The Guyana Prize for Literature has quite a lot to celebrate

Dear Editor,

The Management Committee of the Guyana Prize for Literature has occasionally released information about the Prize and its activities.  The release of this information has always included, as a main strategy, paid advertisements in the press.  However, releases were also dispatched and, as the major literary event in the country, there might have been an expectation that the Prize would attract more than passing notice in the media.  This has not been the case.

Moreover, what generates controversy or blame is usually much more newsworthy than what reports accomplishment or benefit.  Despite releasing these to the public, therefore, it is still up to us to highlight those elements of the Guyana Prize that may be considered successes or positive contributions.  These have generally not been treated and have been overshadowed by the attention paid to controversial or negative matter.

Among the highlights of the Guyana Prize activities since 2011, has been the increased emphasis on training and development.  Specifically, a series of writers’ workshops and training sessions have been held to assist local writers and aspirants to better understand the craft and improve their work. This was a response to a need for a greater developmental input so that there is not only reward for good writing, but efforts to assist the production of good writing in a local situation where there is not much help.

We regard this series of training sessions a success.  They have included sessions held by leading international writers.  Among these were Pauline Melville, Janice Lowe Shinebourne, Gaiutra Bahadur, Mark McWatt, John Agard and Grace Nichols. In 2011 experts who came to Guyana for the Guyana Prize Caribbean Award were utilised.   Sessions were held by Stewart Brown, Myriam Chancy and Mark McWatt.  In addition, not only writers, but teachers of drama and literature were targeted when members of the Caribbean Prize Jury, Rawle Gibbons and Prof Funso Aiyejina held a workshop on the UG Berbice Campus at Tain, Corentyne.

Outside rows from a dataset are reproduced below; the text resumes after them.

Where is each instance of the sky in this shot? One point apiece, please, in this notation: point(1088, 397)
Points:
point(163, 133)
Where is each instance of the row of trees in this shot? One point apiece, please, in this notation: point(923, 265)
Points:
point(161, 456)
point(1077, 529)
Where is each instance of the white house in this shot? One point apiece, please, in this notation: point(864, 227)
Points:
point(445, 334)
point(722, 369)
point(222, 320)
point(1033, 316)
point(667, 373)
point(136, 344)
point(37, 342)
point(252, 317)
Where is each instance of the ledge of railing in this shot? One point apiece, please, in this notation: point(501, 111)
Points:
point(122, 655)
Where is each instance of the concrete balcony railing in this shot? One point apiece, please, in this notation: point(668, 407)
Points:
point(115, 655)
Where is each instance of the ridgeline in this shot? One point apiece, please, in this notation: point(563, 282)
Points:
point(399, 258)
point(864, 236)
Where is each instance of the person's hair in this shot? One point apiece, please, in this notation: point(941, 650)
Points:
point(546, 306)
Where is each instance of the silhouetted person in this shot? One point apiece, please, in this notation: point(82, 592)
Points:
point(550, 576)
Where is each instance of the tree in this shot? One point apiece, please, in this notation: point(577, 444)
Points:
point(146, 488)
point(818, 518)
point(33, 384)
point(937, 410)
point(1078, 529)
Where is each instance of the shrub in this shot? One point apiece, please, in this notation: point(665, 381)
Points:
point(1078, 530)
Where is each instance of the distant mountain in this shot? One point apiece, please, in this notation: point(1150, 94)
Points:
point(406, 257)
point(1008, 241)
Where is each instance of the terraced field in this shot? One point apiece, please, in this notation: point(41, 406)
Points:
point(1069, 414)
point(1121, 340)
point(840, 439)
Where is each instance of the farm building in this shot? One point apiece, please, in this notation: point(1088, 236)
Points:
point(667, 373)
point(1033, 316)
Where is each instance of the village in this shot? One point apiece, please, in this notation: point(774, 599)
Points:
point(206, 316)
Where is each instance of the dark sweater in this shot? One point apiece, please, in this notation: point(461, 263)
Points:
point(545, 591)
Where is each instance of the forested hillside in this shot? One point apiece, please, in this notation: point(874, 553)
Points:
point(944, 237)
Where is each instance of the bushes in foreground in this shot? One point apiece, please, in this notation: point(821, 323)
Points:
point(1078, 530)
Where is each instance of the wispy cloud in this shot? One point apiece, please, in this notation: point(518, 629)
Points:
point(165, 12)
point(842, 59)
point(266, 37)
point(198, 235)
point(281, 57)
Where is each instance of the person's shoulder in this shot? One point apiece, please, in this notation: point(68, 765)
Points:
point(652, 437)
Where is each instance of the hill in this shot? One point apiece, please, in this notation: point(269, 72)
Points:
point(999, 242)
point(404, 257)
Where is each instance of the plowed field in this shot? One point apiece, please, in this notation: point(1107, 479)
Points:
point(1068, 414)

In addition to those, an extended Playwriting class has just ended in which some of the classes were conducted by celebrated writer Prof David Dabydeen and Lori Shelbourn of the University of Leeds in the UK.  This class was sponsored by the Guyana Prize and held in collaboration with the Department of Language and Cultural Studies at UG and the National School of Drama.

This represented an unprecedented and most concentrated focus in the training of writers over a two-year period by the Guyana Prize.  It was made possible because the funds received for the Prize included provisions for workshops conducted by both locally based and international writers and experts who also gave public lectures.

Coinciding with the life of the Prize has been a forward leap in Guyanese literature with a multiplicity of new writers and work that increased in geometric proportions.  Most of this has taken place overseas among Guyanese writers mostly in the UK, Canada and the USA.  But the Prize can claim to have contributed to that significantly, having played a role in many of them coming to prominence.

The Commonwealth Writers Prize was developed when the Commonwealth Foundation thought more and more writers were developing in various Common-wealth countries and the Prize could give them more exposure and bring Common-wealth writing more to the world’s attention.  Since then this writing has grown to be among the world leaders in contemporary literature.  The case of the Guyana Prize and Guyanese literature is similar.  The Prize shared those objectives and has seen similar results.

Where locally based writers are concerned, many of them have developed over a period of entering work in the Guyana Prize to be of international stature.  Some have left the country for residence overseas after having won the Prize at home. Others have won the Prize with unpublished manuscripts which they have since published.  Those have then been added to the corpus of Guyanese literature.  Over the life of the Prize there has been some advance in local literature.

The activities of the Guyana Prize in 2012 to 2013 therefore have quite a lot to celebrate, and there is a need to state it for the records.